前記酵素が、外因性ロイコノスティックラクティスのアセト乳酸脱炭酸酵素である、請求項１に記載の細菌。
前記細菌が、クロストリジウムオートエタノゲナム、クロストリジウムリュングダリィ、又はクロストリジウムラグスダレイから誘導される、請求項１に記載の細菌。
前記細菌が、クロストリジウムオートエタノゲナムから誘導される、請求項１に記載の細菌。
前記細菌が、ＤＳＭＺアクセッション番号ＤＳＭ２３６９３で寄託されているクロストリジウムオートエタノゲナムから誘導される、請求項１に記載の細菌。
発酵産物を作製するためにＣＯを含有するガス状基質の存在下で、請求項１に記載の細菌を発酵させることを含む、発酵産物を作製する方法。

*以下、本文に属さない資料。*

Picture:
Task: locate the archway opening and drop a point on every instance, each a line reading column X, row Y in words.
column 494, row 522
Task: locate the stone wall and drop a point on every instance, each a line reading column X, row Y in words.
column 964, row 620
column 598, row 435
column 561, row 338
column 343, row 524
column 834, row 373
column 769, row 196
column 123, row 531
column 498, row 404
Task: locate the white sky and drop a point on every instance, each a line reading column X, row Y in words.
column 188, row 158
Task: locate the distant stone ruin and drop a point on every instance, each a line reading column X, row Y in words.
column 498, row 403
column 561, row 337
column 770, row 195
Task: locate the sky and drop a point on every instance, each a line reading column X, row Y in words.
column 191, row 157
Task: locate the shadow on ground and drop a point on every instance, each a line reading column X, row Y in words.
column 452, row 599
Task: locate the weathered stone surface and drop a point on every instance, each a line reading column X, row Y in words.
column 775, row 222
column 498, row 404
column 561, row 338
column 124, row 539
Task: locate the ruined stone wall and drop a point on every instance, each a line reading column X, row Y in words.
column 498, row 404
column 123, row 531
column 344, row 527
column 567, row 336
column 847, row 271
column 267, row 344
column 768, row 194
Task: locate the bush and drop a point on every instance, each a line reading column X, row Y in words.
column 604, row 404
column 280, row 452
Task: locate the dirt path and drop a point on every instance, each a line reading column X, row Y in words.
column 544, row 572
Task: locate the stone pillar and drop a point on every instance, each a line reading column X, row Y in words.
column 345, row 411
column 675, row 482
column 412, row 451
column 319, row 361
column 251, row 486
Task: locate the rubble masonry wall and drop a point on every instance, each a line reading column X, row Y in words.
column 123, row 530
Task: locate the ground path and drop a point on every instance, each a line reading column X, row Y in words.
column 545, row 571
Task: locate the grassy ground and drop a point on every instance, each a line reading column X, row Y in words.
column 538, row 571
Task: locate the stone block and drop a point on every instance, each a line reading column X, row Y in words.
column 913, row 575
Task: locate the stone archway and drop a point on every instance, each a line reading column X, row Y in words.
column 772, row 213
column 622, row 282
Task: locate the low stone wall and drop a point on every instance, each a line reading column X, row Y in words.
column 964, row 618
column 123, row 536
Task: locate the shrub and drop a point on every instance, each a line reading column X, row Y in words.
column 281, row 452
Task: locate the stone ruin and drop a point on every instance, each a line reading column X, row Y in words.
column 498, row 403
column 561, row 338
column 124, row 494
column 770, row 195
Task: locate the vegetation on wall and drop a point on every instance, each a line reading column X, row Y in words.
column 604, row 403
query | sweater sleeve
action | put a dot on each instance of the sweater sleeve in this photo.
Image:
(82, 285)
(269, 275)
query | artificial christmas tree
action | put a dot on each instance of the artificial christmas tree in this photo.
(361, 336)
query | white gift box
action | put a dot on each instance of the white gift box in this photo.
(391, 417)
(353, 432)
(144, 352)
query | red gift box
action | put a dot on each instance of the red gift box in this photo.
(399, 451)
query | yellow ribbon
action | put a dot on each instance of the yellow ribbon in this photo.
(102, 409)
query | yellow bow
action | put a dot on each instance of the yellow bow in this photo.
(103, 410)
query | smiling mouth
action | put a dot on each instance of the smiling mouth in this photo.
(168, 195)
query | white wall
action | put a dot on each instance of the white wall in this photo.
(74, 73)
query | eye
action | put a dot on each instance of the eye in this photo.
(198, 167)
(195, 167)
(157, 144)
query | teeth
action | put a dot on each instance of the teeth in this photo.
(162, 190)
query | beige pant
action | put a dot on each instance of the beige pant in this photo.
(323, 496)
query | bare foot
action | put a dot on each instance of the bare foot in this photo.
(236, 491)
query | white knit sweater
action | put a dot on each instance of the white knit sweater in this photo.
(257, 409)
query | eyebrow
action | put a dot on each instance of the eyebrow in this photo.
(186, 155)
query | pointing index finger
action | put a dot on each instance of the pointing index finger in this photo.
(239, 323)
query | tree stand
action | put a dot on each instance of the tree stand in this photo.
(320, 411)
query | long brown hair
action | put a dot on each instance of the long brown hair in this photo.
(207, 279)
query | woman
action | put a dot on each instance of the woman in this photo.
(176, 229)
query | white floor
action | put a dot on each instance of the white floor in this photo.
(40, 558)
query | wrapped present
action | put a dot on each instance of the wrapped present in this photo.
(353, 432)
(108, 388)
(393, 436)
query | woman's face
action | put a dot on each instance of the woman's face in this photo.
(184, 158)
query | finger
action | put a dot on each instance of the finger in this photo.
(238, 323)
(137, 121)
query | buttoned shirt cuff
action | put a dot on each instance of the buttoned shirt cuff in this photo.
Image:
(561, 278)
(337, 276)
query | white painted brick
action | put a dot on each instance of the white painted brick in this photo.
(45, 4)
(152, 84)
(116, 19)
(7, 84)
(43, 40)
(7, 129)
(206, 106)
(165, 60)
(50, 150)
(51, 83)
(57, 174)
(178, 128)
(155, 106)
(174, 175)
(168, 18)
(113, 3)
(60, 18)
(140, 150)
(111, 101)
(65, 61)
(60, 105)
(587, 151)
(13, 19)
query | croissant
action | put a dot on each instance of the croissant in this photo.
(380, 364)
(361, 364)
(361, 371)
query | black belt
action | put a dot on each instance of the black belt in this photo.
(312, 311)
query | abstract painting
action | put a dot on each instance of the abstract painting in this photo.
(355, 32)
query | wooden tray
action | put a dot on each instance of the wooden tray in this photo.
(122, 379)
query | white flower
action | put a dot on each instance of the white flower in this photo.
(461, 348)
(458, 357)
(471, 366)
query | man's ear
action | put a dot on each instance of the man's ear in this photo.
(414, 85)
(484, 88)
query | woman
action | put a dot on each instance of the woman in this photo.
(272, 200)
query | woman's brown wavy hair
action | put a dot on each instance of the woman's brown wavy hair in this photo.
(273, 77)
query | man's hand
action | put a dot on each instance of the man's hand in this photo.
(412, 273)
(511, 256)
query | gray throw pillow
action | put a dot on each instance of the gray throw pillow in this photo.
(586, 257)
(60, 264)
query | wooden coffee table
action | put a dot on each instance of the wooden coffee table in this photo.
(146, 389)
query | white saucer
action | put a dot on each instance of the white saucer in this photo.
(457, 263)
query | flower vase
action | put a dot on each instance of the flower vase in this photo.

前記発酵産物が、エタノール、ブタノール、イソプロパノール、イソブタノール、高級アルコール、ブタンジオール、２，３−ブタンジオール、コハク酸塩、イソプレノイド、脂肪酸、バイオポリマー、及びそれらの混合物からなる群から選択される、請求項１７に記載の方法。
前記発酵産物が、２，３−ブタンジオールである、請求項１８に記載の方法。